Law aims to protect streams

By dave benjamin
Staff Writer

By dave benjamin
Staff Writer

MANALAPAN — An ordinance which will amend development regulations in stream corridors and stream corridor buffers is scheduled to have a public hearing, second reading and possible adoption at the Township Committee’s Sept. 18 meeting.

"Manalapan recognizes that our endangered species and our wetlands are very valuable to the town," Committeewoman Mary Cozzolino said upon the ordinance’s introduction. "As building pressure increases, those areas become more vulnerable to development. This is a way of protecting our last vestiges of environmentally valuable property along stream banks and stream corridors."

According to a draft copy of the ordinance, "The Township Committee has determined that these regulations are needed to better protect water resources through improved planning aimed at reducing sources of pollution and other adverse effects of development, encouraging design in hazard-free areas that will protect the natural function of streams, and optimizing sustainable use of the water resources in Manalapan."

A set of revised definitions, included in the amendment of the ordinance, was determined for the following environmental features: streams, stream corridors and stream corridor buffers.

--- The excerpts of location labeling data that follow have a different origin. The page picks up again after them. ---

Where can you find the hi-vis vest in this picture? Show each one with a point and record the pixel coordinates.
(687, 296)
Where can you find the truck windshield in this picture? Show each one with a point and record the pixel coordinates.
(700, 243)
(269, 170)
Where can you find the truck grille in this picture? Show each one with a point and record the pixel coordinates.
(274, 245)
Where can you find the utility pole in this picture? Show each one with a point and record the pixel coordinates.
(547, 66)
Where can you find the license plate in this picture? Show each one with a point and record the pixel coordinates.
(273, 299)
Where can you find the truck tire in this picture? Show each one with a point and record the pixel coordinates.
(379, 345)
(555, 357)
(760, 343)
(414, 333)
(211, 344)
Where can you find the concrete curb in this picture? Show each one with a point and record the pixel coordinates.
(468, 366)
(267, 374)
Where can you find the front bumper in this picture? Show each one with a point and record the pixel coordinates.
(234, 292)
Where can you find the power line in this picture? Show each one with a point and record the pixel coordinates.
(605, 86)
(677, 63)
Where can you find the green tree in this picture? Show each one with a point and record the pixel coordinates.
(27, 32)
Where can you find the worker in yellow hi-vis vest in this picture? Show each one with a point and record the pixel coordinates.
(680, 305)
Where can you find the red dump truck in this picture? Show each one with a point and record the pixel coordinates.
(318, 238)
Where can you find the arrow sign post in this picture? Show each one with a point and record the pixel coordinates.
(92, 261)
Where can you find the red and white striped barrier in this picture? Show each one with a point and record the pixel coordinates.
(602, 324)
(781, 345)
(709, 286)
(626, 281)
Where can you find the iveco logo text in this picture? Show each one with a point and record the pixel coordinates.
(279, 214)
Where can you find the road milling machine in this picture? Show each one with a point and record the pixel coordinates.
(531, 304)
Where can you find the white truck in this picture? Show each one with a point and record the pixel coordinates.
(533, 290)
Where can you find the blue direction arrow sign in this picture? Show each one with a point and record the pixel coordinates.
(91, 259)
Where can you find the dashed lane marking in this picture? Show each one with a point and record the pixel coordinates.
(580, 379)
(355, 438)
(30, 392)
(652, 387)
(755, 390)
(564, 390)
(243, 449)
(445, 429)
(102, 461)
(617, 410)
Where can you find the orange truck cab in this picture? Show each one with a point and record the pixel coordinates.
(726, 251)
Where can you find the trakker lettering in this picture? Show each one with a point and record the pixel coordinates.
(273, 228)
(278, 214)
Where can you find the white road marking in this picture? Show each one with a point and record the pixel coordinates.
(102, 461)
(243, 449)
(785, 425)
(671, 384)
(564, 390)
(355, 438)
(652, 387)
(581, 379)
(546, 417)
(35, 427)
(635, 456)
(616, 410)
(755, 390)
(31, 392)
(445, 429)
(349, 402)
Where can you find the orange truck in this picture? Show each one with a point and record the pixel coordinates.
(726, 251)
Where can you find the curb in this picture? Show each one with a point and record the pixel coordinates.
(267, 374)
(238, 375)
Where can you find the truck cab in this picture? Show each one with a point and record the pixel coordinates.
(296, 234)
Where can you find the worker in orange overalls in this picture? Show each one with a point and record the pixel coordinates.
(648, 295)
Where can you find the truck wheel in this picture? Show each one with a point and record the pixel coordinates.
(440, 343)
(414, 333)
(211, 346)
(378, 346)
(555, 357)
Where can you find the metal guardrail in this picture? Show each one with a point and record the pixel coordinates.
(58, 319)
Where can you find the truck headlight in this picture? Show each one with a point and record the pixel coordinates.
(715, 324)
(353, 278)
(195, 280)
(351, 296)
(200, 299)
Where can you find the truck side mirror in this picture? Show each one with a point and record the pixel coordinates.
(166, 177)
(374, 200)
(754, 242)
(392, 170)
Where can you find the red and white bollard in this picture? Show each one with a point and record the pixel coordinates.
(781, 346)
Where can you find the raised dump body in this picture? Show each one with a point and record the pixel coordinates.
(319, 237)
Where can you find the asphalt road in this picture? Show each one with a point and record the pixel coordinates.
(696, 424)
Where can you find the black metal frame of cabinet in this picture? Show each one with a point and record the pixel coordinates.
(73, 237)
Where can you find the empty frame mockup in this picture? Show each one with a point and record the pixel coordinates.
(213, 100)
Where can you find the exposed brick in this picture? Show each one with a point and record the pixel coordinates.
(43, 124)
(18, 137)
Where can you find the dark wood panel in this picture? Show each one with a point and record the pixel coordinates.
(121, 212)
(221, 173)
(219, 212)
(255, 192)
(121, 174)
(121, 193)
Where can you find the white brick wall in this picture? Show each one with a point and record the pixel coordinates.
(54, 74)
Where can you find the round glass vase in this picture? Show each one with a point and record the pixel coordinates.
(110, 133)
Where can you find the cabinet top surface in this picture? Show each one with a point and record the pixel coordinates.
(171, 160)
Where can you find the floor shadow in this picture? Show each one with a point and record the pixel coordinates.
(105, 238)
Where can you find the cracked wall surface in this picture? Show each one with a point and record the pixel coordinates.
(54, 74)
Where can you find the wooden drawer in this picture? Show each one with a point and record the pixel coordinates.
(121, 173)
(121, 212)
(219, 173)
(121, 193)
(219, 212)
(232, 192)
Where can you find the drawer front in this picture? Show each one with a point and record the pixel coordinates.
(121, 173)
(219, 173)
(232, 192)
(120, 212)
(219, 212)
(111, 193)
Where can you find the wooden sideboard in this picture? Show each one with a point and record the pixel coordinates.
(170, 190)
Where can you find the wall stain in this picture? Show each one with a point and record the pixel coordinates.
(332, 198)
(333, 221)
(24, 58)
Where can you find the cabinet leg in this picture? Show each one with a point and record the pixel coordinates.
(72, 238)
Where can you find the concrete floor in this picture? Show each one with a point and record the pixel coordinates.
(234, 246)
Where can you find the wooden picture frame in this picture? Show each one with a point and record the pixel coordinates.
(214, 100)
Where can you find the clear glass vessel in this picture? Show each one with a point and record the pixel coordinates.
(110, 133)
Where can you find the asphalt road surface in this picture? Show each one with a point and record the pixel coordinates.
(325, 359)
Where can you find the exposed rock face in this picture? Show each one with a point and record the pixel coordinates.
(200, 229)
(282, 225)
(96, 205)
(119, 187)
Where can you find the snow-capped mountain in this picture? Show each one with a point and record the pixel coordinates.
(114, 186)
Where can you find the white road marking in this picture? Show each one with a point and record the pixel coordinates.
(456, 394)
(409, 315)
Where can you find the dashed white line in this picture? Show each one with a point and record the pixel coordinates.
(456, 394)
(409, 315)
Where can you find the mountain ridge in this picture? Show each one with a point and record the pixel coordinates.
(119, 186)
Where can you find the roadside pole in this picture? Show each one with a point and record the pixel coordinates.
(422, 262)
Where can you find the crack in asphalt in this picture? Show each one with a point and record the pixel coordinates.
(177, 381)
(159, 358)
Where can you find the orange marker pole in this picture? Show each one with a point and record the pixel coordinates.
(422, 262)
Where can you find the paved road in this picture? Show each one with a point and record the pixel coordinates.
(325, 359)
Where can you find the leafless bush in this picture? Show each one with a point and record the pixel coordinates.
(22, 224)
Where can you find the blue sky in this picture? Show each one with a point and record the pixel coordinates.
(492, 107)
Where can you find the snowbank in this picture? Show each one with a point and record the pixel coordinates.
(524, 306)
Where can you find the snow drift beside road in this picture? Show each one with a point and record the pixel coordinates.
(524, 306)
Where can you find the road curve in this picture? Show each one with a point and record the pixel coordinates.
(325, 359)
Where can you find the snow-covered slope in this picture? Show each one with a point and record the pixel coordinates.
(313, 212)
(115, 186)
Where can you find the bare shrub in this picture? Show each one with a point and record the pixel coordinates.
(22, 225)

Officials said the enactment of the ordinance would improve the management, care and conservation of the water resources of Manalapan; protect significant ecological components of stream corridors such as flood plains, woodlands, steep slopes and wild life and plant habitats within the stream corridors of the watershed; reduce the number of nutrients, sediment, organic matter, pesticides and other harmful substances that reach watercourses and subsurface and surface water bodies by using scientifically proven process; and regulate the land use, siting and engineering of all development to be consistent with the intent and objectives of the ordinance and accepted conservation practices.

"This adds a layer of protection" to development regulations the township already has in place, Cozzolino said.